Vermont Governor Phil Scott discussed a number of issues while meeting with reporters at his ceremonial office in the Statehouse Wednesday.

In January, Republican Governor Phil Scott proposed a budget that would close a $70 million gap without increasing taxes or fees and matching spending with revenues.  Now in the legislature, a key element of the governor’s plan, realigning education spending, is encountering resistance.

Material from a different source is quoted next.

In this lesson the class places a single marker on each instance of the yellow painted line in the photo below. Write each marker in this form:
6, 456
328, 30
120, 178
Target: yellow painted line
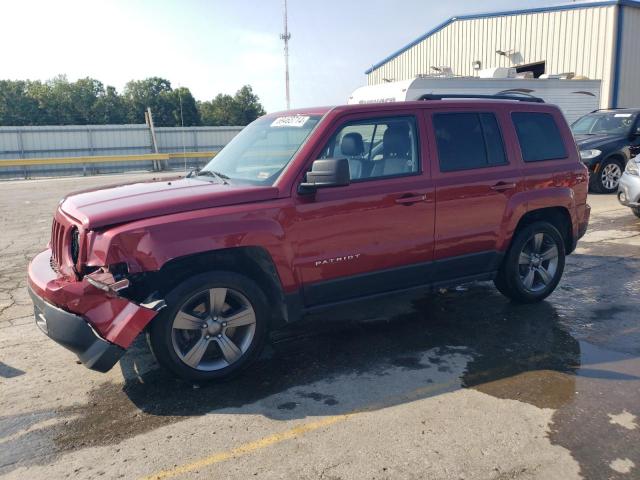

Legislators also oppose a proposed shift in the date for school budget votes.  That opposition is throwing a wrench into the fiscal plan.
Scott says he’s willing to negotiate with legislators but will not vary from his promise to veto anything that raises taxes or fees.   “They have other ideas and we’ll work with them as long as it doesn't raise taxes and fees and doesn't and takes care, and takes care of the most vulnerable.”
Reporter Terri Hallenback: “So you have no plan to come back to them?”
Governor: “It's a long session. I mean we’re only into the first quarter.”

Governor Scott was scheduled to announce legislation Thursday to address his administration’s concerns over what it calls federal overreach, particularly the president’s executive order requesting state and local law enforcement agencies perform immigration enforcement overseen by the Department of Homeland Security.  “This is something that was important to me that we arrive at consensus, that we have law enforcement and all other entities on board with we're contemplating. So it will be with all parties involved being on board. We have our general counsel and we have a lot of our legal entities, lawyers and so forth, that are fully vetting this. I think we'll be on solid ground.”

House bills have been introduced that would incrementally increase the minimum wage to $15: one by January 2020, another by January 2022.  Thursday evening the House Committee on General, Housing and Military Affairs will hold a public hearing on the bills.  Rights and Democracy Lead Organizer Isaac Grimm says both bills are acceptable although most advocates prefer the earlier implementation.  “There's just so many jobs that are low paying. People get stuck in this poverty cycle and if unless we raise the minimum wage there's a lot of people who just end up stuck where they're earning barely enough to get by and there's no way they can get out of that. You know the majority of people earning under $15 an hour are over the age of 30, especially women who are trying to support their families. This is something that affects tens of thousands of working families in the state and would be a real boost to the lowest income and most vulnerable members of our population.”

But Governor Scott remains steadfastly opposed to increasing the minimum to $15.  “I want all Vermonters to make more money but I believe that artificially inflating it to a $15 an hour standard just ratchets up the cost of living throughout. That this will put a lot of main street businesses at risk; the small mom and pops that we hold near and dear to our hearts won't be able to come up with that kind of money. They'll be just working more hours. So I think that it's important that we focus on the economy. If we all have the same goals about making more money, making Vermont more prosperous, then we should work together and trying to, instead of artificially inflating the value of the wages which isn't going to help.”
Reporter Neal Goswami: “Will you veto anything that artificially, as you put it, inflates wages?”
Governor: “I have not been supportive of a minimum wage increase to $15 an hour.”

Grimm counters that a higher wage would help the economy.   “It is being phased in over a few years to make sure that it’s not this abrupt change that’s untenable for small businesses. And honestly when the lowest paid workers have enough money to actually spend in their community it's going to benefit all the businesses. So beyond just an argument that this is the morally right thing to do, it’s actually sound economics.”

The minimum wage hearing is scheduled from 7 until 8:30 Thursday evening in Room 11 of the Statehouse.